Since the beginning of the year, JP Morgan (JPM) has risen nearly 18% in a move that has added nearly $40 billion in value to shareholders. This increase in share price comes despite politicians questioning the firm, the Federal Reserve tapering its mortgage-backed security purchases, and the overall economy experiencing downward restatements. In this article, I will present the case that JP Morgan is a strong stock that investors should consider adding to their portfolios.
A History of Returns
When evaluating a company, an analyst would do well to isolate a few fundamental drivers of stock performance. By limiting our analytical efforts to a narrow spectrum of comprehensive fundamental indicators, we can focus on clear relationships between firm performance and stock performance. In this article, I have relied heavily on return on assets to arrive at an objective measurement of JP Morgan's performance. Return on assets is calculated by taking the net income in a given period and dividing it by average total assets across an operating cycle. The usefulness of this metric is that it allows the analyst the ability to examine earnings in light of the capital base required to generate these earnings. Firms that are in periods of growth tend to experience increasing return on assets and the converse is true for firms in decline. Since JP Morgan is an investment bank, nearly 70% of its assets are composed of long-term investments. The category of long-term investments is a comprehensive descriptor for fixed or floating income lending activities. The significance of the fact that 70% of assets are similar to loans means that as we examine return on assets, we are examining how well JP Morgan is actually able to generate profits from its lending endeavors. The chart below shows 5 years of return on assets for JP Morgan.
The chart above shows four distinct periods in the economic history of JP Morgan. In the discussion below, we will explore these periods to arrive at an investment decision. The table below summarizes the discussion.

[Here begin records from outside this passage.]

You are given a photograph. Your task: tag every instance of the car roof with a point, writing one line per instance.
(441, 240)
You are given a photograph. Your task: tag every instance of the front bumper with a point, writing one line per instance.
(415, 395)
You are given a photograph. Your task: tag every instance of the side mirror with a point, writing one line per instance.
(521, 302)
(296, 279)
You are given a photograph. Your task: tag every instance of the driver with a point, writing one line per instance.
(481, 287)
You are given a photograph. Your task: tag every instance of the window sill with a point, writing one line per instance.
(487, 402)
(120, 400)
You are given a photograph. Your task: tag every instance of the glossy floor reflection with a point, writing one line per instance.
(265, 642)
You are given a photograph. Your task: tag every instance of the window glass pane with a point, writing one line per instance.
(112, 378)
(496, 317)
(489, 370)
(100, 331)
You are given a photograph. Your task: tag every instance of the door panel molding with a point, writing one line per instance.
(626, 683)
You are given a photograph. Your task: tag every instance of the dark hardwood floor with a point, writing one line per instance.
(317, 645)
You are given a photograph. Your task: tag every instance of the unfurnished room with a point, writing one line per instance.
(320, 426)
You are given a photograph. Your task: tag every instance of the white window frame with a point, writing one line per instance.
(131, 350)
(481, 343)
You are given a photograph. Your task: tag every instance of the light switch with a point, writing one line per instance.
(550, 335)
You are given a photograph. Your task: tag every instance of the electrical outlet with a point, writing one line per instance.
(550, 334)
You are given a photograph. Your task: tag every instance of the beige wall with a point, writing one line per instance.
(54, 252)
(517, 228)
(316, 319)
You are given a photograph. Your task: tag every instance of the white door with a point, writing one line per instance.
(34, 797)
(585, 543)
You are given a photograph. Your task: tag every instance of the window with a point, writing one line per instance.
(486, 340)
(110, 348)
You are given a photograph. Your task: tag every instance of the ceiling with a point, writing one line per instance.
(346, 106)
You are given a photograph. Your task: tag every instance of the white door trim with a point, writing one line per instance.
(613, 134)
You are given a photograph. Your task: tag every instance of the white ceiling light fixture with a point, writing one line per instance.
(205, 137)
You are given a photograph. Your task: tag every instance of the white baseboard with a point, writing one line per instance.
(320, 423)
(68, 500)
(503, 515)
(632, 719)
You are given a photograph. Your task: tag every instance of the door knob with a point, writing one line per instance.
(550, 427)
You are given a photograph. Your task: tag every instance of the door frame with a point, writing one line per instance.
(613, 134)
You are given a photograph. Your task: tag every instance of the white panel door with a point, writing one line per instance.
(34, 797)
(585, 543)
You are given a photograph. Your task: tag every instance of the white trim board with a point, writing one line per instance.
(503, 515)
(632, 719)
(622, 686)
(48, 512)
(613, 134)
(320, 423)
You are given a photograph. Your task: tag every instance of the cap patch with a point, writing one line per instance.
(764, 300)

- The first noteworthy period of performance was the second quarter of 2008 until the first quarter of 2009. This time period was marked by a traumatic global meltdown in the financial system, which greatly impacted the investment banks. During this time period, Lehman Brothers, Bear Stearns, AIG, and Merrill Lynch, among others were either forced into bankruptcy or required a bailout of some form. Surprisingly, during the storm, JP Morgan weathered fairly well in that it was not actually driven into a loss, as measured by return on assets. The variables impacting the global economy did not spare the firm, however in that shares declined nearly 45%.

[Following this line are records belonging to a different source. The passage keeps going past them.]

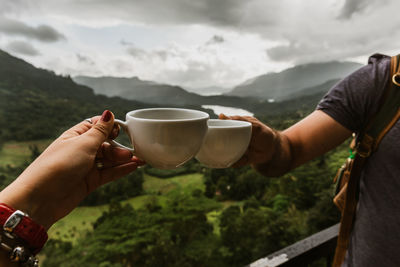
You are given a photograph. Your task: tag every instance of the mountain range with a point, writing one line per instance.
(36, 103)
(286, 85)
(294, 82)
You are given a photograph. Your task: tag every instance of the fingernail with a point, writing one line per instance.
(106, 116)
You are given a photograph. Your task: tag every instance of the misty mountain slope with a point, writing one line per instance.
(37, 104)
(281, 85)
(136, 89)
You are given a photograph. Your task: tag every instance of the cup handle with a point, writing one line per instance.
(124, 126)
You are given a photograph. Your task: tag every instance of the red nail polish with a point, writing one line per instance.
(106, 116)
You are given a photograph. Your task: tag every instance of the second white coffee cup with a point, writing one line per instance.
(225, 143)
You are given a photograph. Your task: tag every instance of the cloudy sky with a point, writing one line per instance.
(195, 43)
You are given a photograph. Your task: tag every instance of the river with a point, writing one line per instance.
(228, 110)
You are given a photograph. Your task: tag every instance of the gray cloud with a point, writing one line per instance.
(84, 59)
(216, 39)
(41, 33)
(21, 47)
(351, 7)
(125, 43)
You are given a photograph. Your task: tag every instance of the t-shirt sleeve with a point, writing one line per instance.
(353, 100)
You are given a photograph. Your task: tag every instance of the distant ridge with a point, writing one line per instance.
(282, 85)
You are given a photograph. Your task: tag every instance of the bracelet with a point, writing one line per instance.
(21, 237)
(18, 253)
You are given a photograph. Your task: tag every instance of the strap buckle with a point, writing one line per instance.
(365, 147)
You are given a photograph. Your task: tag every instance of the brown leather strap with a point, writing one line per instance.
(364, 147)
(348, 215)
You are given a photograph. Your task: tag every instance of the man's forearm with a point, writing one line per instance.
(282, 159)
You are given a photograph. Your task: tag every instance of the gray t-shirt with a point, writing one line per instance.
(375, 240)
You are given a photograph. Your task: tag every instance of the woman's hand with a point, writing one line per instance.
(74, 165)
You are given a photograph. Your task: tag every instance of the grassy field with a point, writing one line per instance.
(15, 153)
(80, 220)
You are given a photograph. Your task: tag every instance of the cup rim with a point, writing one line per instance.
(201, 114)
(239, 124)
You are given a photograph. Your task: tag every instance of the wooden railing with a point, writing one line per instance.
(302, 253)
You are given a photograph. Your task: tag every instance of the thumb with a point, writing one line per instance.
(102, 129)
(222, 116)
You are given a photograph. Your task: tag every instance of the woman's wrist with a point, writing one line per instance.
(20, 199)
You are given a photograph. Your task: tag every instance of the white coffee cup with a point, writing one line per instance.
(165, 138)
(225, 143)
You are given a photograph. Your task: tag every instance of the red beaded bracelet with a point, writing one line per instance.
(17, 224)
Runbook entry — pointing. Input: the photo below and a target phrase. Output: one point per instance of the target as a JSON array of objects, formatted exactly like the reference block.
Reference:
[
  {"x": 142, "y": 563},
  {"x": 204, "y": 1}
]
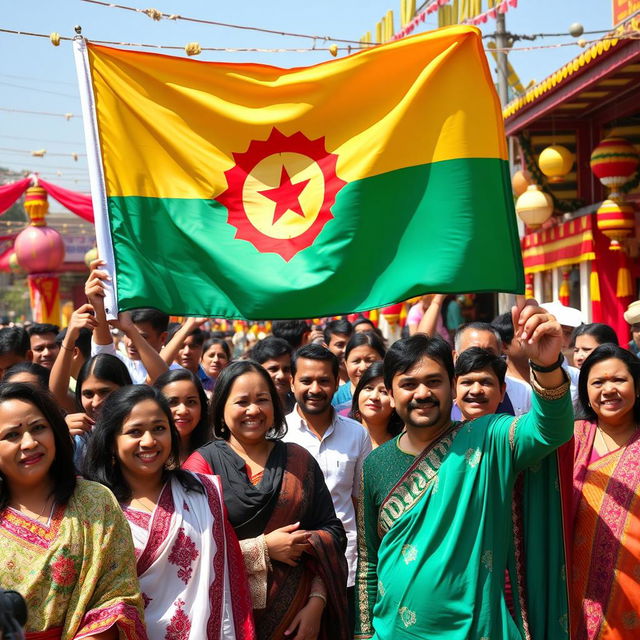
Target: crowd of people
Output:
[{"x": 465, "y": 481}]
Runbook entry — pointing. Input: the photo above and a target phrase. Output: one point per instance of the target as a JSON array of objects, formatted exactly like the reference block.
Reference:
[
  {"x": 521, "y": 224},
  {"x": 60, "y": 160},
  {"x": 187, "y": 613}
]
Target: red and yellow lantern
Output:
[
  {"x": 616, "y": 219},
  {"x": 614, "y": 162}
]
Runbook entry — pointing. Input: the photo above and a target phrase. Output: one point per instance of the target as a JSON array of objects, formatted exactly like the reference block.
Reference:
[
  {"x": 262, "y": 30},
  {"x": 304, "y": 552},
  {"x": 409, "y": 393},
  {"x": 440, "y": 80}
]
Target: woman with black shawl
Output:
[{"x": 277, "y": 501}]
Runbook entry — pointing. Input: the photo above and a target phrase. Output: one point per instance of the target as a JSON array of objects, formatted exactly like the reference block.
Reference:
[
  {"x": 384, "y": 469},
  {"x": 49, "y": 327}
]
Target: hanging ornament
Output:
[
  {"x": 616, "y": 219},
  {"x": 534, "y": 207},
  {"x": 614, "y": 162},
  {"x": 555, "y": 162}
]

- The next period of our analysis is from the second quarter of 2009 until the second quarter of 2011. During this period of time, the economy was finally able to exit the recession in that GDP growth rate once again became positive and unemployment began to decline. Since the majority of JP Morgan's assets and subsequent profits are derived from lending activities, a bettering economy means that JP Morgan experienced growing returns. The economic situation during these quarters was such that JP Morgan was able to triple its return on assets. Shareholders park capital in firms that deliver increasing returns and JP Morgan is no exception to this rule in that shares rose 40% during these months.
- The time period of the third quarter of 2011 until the second quarter of 2012 was marked by a decrease in performance at JP Morgan. Several elements such as increasing inflation with decreasing interest rates combined to cause the firm to experience declining returns. As companies experience decreasing returns, investors tend to flee the security to preserve capital. With JP Morgan however, shares continued to rise by nearly 9%. The significance of this increase is that it demonstrates the resilience of shareholders in the face of contradictory fundamental information. Specifically, investors demonstrated an underlying belief that the JP Morgan was strong despite a slight pullback in returns.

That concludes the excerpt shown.